In May, maize was the only Nigerian staple that had been harvested for the year, and only in the southern part of the nation. Yam and cassava had not been harvested. Ask any housewife (in the southern part of the country) and she will tell you that a ‘painter’ measure of garri sold for N1,400 around that same time and right through to late August when yam harvest started. By October, cassava harvest had kicked in, and the prices of garri dropped 50% to N700 for the same measure.
Given the prime place of food in inflation trends in Nigeria, choosing July to remove fuel subsidy is insensitive, if not downright ignorant. That is in the very heart of food inflation.

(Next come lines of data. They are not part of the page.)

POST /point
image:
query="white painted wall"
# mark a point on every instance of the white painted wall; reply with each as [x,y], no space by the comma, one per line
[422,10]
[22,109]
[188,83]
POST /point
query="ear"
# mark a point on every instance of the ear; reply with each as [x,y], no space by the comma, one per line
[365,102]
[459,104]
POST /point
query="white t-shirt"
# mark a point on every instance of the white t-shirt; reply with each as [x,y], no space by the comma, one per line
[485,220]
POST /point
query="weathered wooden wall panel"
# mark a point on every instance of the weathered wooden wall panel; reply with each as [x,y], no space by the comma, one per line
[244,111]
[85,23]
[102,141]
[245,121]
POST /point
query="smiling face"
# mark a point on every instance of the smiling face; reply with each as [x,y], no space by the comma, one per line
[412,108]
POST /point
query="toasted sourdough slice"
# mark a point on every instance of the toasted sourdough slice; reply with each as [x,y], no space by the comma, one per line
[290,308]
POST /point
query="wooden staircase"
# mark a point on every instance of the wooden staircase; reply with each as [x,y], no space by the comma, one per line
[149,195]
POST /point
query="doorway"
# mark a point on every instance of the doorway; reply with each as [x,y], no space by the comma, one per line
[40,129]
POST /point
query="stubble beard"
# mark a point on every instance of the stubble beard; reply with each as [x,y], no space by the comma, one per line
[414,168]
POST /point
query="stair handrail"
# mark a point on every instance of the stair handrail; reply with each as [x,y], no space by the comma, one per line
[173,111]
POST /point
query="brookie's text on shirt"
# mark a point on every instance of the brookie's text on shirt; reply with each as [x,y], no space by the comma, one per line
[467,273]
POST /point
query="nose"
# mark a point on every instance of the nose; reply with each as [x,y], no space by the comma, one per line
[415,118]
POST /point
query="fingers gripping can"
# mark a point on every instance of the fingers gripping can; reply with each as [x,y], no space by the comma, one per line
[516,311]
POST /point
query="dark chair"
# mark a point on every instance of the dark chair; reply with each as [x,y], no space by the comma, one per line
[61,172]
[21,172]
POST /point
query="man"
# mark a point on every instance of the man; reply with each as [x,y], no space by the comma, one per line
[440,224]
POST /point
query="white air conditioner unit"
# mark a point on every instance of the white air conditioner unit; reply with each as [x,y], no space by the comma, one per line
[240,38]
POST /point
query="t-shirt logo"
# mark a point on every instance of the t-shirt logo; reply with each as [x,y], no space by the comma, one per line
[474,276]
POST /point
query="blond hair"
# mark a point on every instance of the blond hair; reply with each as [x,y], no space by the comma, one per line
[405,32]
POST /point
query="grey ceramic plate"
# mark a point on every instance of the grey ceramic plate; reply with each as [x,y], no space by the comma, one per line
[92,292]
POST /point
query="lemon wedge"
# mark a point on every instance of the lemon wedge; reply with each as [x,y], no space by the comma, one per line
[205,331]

The outcome will be very different should the government make its move late September or October.
Mind you, hardly is there any room for the average Nigerian family to adjust its budget to accommodate the certain effects of the removal of fuel subsidy. As things stand, the average Nigerian family spends some 56% of its income on food, the highest in the world (compared with 6.4%, 6.8%, 9.1%, and 9.8%. in the US, EU, Canada, and Australia), according to the US Department of Agriculture. Add school fees (over 43% of Nigerians are under 14), add housing, healthcare, transportation… and you see that Nigerian families are roasting. Some 45% of them (90 million) are projected to be living in extreme poverty, under $1.90 per day by 2020.
But if the government would make concerted efforts in agriculture to produce and very importantly, store basic foods, that would help Nigerians much. If the government plays the buffer stock manager, buying and storing in the time of supply surplus and selling in time of shortage, the pains of Nigerians would be reduced, and it would be easier to implement policies like fuel subsidy removal. Current attempts at this are grossly insufficient.